A real man cares about his lady love and her needs. Women take 10-12 minutes to reach an orgasm whereas men take 4 minutes or so. Therefore the more the stamina the more time women have to reach an orgasm. Be considerate guys and workout!

7. Manage stress

An active lifestyle acts as an anti-depressant in our busy lives.  It gives a boost to your sex life. The less the stress the more energy you will have to spend some quality time with your partner.

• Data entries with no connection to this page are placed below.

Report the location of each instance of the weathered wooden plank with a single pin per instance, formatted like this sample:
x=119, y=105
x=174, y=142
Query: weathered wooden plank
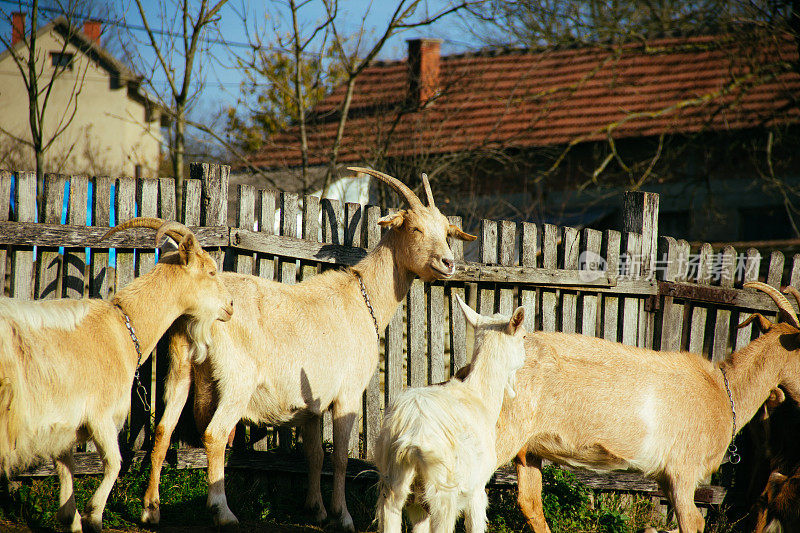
x=193, y=196
x=147, y=198
x=775, y=271
x=529, y=248
x=102, y=275
x=549, y=261
x=312, y=232
x=125, y=210
x=590, y=242
x=245, y=218
x=699, y=311
x=214, y=198
x=640, y=215
x=266, y=226
x=458, y=324
x=48, y=283
x=727, y=266
x=630, y=305
x=506, y=245
x=289, y=201
x=610, y=303
x=5, y=212
x=488, y=256
x=569, y=300
x=372, y=396
x=332, y=220
x=671, y=313
x=415, y=335
x=22, y=267
x=23, y=234
x=752, y=262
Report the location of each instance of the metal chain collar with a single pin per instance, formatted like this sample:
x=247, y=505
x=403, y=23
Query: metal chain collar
x=733, y=453
x=369, y=304
x=141, y=391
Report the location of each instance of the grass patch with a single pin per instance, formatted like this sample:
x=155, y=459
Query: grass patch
x=274, y=502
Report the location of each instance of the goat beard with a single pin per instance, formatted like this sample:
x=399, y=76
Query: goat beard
x=200, y=333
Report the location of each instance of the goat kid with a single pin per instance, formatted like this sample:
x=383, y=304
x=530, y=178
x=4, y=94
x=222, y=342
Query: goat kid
x=775, y=480
x=604, y=406
x=293, y=351
x=67, y=366
x=440, y=439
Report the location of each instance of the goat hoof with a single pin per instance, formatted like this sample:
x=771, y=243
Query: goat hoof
x=92, y=525
x=317, y=514
x=151, y=514
x=342, y=524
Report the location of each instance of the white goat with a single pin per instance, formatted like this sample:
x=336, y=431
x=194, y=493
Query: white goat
x=66, y=366
x=601, y=405
x=293, y=351
x=440, y=439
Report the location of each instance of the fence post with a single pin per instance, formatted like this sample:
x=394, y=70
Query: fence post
x=214, y=198
x=640, y=215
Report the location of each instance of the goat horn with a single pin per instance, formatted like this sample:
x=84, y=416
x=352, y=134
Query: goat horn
x=779, y=299
x=428, y=192
x=175, y=230
x=794, y=292
x=413, y=201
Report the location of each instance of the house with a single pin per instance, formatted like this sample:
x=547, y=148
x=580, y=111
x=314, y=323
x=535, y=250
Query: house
x=555, y=135
x=101, y=120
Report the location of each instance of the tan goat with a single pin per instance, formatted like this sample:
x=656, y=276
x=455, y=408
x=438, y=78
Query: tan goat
x=293, y=351
x=604, y=406
x=67, y=366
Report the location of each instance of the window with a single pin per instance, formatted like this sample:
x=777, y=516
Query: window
x=61, y=60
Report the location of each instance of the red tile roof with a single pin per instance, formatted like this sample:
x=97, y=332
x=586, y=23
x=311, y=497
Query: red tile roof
x=524, y=98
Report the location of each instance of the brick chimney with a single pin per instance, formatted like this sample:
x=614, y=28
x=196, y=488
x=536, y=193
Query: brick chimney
x=423, y=70
x=17, y=27
x=91, y=28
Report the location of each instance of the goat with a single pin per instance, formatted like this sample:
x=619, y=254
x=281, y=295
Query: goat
x=440, y=438
x=67, y=366
x=604, y=406
x=293, y=351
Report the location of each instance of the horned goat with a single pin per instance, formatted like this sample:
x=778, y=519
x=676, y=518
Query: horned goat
x=67, y=366
x=440, y=439
x=293, y=351
x=604, y=406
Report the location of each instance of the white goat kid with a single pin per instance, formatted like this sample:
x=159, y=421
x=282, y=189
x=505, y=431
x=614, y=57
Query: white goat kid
x=440, y=440
x=67, y=366
x=293, y=351
x=605, y=406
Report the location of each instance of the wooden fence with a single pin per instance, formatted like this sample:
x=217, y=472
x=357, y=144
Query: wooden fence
x=629, y=285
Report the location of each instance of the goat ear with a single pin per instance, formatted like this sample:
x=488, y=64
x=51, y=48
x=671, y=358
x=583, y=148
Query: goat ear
x=763, y=323
x=515, y=324
x=395, y=220
x=471, y=316
x=456, y=232
x=776, y=397
x=187, y=248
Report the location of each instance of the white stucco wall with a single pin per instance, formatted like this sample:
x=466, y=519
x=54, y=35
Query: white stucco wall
x=109, y=133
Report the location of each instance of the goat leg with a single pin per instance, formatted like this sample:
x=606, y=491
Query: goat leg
x=312, y=446
x=529, y=490
x=67, y=512
x=343, y=422
x=105, y=438
x=176, y=391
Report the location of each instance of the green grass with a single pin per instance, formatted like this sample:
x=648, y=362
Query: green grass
x=270, y=501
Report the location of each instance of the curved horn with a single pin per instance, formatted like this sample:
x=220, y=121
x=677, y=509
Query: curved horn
x=428, y=192
x=175, y=230
x=794, y=292
x=779, y=299
x=412, y=199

Want to Spice up your sex life? Exercise may be the answer. Here is a list of exercises for men. These moves will improve your testosterone levels and also keep your libido healthy. A strong, controlled thrust can drastically improve how sex feels for both you and her. If you have weak abdominal and core muscles, you simply will not have the strength and power to maintain it, which will result in random and awkward movements. By performing these exercises at least twice a week, you will strengthen your core and thrusting abilities.

  • Planks

A man should be great with thrust during sex. He should not get tired while on it. Planks help you maintain that stamina. Lie down on your stomach on a floor mat. Place your weight on your toes and forearms, and raise your body off the mat. Hold this position for two minutes. Focus on keeping your stomach tight and you’re back straight; this will work your entire core.

 

  • Reverse lunges

Lunges are a best way to regulate blood to pelvic area. It improves testosterone levels. Hold a pair of dumbbells and take a large step (or lunge) forward or back. Slowly lower yourself and bend your knee until your front leg is at a 90ºangle with the floor. Stand and repeat the motion with the opposite foot. Ensure your knees never go further than your toes.

 

  • Push-ups

Pushups are a full upper- body workout. Try to add variations, such as one-hand pushups or clap pushups, to increase the difficulty. It’s the best to keep up with missionary position.

 

  • Leg raises

 Lie down on your back and, keeping your legs straight; lift them until they are at a 90º angle with the floor. Carefully return your legs to the starting position (but don’t let them touch the floor) and repeat the lift. To prevent lower back pain, keep your lower back pressed flat against the mat.